Biden Abandons European Ties in Favor of Containing China


The White House holds a summit with leaders from Australia, India and Japan.

Those who expected Joe Biden’s arrival to presidency to mean a return to old diplomatic customs in Washington have collided with the reality of a White House less interested in cultivating an alliance with Europe than in containing the rise of China. This explains why, after the recent and bitter disputes with France and a small intervention at the United Nations General Assembly, Biden ended the week this Friday with the leaders of India, Japan and Australia in the Oval Office for the first in-person summit of the Quadrilateral Security Dialogue.

Upon welcoming them, Biden said that this group integrates “democratic associates with similar ideas, who share the same world vision and plans for the future, united to face the biggest challenges of this era, climate change, COVID-19, emerging technologies.”* Although the president didn’t say it, it remained clear that those challenges pass, in their majority, through China.

One of Biden’s first acts when he arrived at the White House in January was to accuse the Chinese regime of being responsible for “genocide” through the serious abuse of the human rights of religious minorities in the Xinjiang province. After, he made the very symbolic decision of convening the Quad, an informal strategic forum that is maintained through regular summits and forms the communist regime’s main geostrategic rival in the area. It was created in 2007 at the initiative of Japan.

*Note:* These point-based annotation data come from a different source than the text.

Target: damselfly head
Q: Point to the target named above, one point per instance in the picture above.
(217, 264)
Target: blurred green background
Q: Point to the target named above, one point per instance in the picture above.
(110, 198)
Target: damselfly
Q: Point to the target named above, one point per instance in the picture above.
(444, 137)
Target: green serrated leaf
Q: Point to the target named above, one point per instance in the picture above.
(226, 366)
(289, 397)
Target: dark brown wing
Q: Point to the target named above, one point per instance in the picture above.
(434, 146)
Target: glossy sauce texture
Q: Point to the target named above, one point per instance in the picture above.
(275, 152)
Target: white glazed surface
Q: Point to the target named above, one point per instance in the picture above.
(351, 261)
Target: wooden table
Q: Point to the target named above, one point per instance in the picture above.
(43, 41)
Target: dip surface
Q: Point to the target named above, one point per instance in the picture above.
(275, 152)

It’s an important sign that the Quad’s first summit with Biden was in person. The American president keeps his face-to-face meetings to a minimum. At the U.N. General Assembly, his visit was lightning-fast and he refused to see those who are not Washington’s closest associates, including this Friday Boris Johnson, prime minister of the United Kingdom.

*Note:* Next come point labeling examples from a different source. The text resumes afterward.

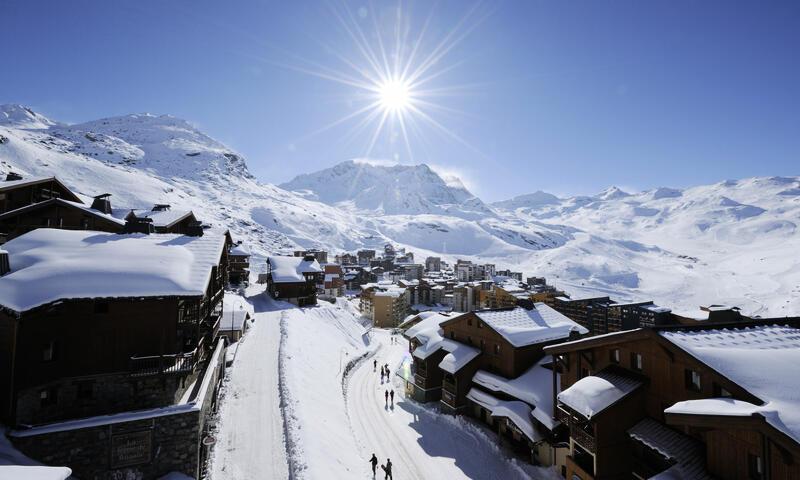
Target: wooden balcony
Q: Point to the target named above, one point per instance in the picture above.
(171, 364)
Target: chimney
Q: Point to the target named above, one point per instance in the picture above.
(5, 266)
(101, 203)
(134, 224)
(195, 229)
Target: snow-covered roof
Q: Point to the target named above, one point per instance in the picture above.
(60, 201)
(593, 394)
(523, 327)
(687, 453)
(163, 218)
(51, 264)
(291, 269)
(534, 387)
(518, 412)
(241, 250)
(458, 356)
(235, 310)
(761, 359)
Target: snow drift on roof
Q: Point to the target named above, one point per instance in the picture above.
(523, 327)
(763, 360)
(291, 269)
(518, 412)
(458, 357)
(534, 387)
(593, 394)
(49, 265)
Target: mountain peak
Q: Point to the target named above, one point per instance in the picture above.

The meeting also comes after Biden outraged European associates, especially the French, through a new strategic military alliance with the United Kingdom and Australia. That pact, called AUKUS, implies that Australia will cancel a $65 billion deal to buy French diesel submarines, instead choosing to acquire nuclear-powered submarines from the U.S. Since Trump’s administration, there has been frustration in Washington over what both the previous government and this one perceive to be a lack of European action against the Chinese threat. The U.S. wanted its trans-Atlantic associates to take harsher and more concrete measures to stop the implementation of Chinese technology on the continent, especially the 5G networks, given that they are considered to possibly use spyware.

Biden seems set on dedicating as many resources as necessary to contain the threat that he perceives from China. Both the physical — the desire to expand into the Pacific — and the cyber, including the implementation of 5G technology across the planet. When he announced the withdrawal from Afghanistan, Biden said that his defense priorities have changed, including containing China. Yesterday, upon speaking about COVID-19 vaccines, he mentioned China again, to warn that the communist regime is already working on improving its electric cars and that the U.S. must get its act together.

According to the words of a American senior official before the summit, “China has increased tension with its neighbors” and also in Europe, entering into the informally known “Wolf warrior diplomacy,” a new aggressive style of diplomacy adopted by the Chinese under Xi Jinping’s administration.*

According to this official, who spoke anonymously, “upon starting his administration, the president indicated that he wanted to take this institution [the Quad] that is an informal meeting of the most important democracies in the Indo-Pacific, and basically lift it to a leadership level, and work together to build better communication lines, to strengthen cooperation and the cooperation habits between members.”*

*Editor’s Note: These quotations, accurately translated, could not be verified.